US declassifies phone-snooping order
The Obama administration has released documents on its phone-snooping, as a Senate panel questions intelligence officials about the programme.The declassification was made in the "interest of increased transparency", intelligence officials said.
But the three documents include significant redactions.
Meanwhile the father of Edward Snowden, who leaked information about the surveillance, says the FBI has asked him to go to Moscow to see his son.
But Lon Snowden told Russian state TV he wants more details, including the FBI's intentions. His son is a US fugitive sought by the government for revealing details of the electronic snooping by phone and internet.
Meanwhile, slides published by the UK's Guardian newspaper detailed a secret US surveillance system known as XKeyscore, which reportedly enables US intelligence to monitor "nearly everything a typical user does on the internet".
The programme includes real-time data and suggests analysts could narrow searches through use of so-called metadata also stored by the NSA, the newspaper reports.
Blacked out The official US documents released on Wednesday include a court order describing how the data from the programmes would be stored and accessed.

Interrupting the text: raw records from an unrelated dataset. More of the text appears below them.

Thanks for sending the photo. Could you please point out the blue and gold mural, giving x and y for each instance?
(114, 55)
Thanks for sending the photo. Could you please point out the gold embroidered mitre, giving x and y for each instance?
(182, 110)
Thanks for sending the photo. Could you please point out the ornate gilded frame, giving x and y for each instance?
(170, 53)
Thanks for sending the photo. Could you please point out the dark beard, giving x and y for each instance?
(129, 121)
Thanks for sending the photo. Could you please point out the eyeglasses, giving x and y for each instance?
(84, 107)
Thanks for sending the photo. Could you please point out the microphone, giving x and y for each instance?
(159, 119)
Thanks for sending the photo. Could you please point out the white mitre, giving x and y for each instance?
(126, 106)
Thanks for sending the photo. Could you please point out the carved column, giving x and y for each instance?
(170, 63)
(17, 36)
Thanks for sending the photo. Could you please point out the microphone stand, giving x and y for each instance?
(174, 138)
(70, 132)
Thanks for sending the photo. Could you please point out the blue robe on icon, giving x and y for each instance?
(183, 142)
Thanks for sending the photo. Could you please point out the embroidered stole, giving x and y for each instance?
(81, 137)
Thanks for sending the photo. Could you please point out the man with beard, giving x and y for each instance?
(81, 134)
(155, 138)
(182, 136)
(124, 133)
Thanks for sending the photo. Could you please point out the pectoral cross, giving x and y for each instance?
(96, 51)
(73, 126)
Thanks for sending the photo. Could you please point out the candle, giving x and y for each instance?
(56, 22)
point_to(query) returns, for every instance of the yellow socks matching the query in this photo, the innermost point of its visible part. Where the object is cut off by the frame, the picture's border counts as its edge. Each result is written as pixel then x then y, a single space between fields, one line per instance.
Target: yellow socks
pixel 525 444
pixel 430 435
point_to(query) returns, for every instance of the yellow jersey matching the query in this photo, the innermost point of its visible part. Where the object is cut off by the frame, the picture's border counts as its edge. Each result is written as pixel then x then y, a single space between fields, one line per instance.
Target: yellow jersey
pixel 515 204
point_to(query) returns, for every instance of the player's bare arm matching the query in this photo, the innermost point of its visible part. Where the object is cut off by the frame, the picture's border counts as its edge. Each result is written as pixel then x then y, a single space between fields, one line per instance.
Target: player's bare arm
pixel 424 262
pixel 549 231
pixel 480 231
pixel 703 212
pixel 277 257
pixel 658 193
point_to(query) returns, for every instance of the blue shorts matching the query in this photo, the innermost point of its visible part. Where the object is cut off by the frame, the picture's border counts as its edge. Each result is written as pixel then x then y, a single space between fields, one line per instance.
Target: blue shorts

Two reports to US lawmakers on the telephone and email records were also declassified.
But lines in the files, including details on "selection terms" used to search the massive data stores, were blacked out.
For the first time, however, the government acknowledged publicly that using what it calls "hop analysis" it can analyze the phone calls of millions of Americans in the hunt for just one suspect.
NSA analysts could use the records of everyone a suspect calls, and the contacts of those records, as well as everyone who contacts the contacts of contacts of the initial suspect.
If the average person calls 40 unique people, such three-hop analysis could allow the government to mine the records of 2.5 million Americans when investigating one suspected terrorist.
"What's being described as a very narrow program is really a very broad program," Democratic Senator Richard Durbin said.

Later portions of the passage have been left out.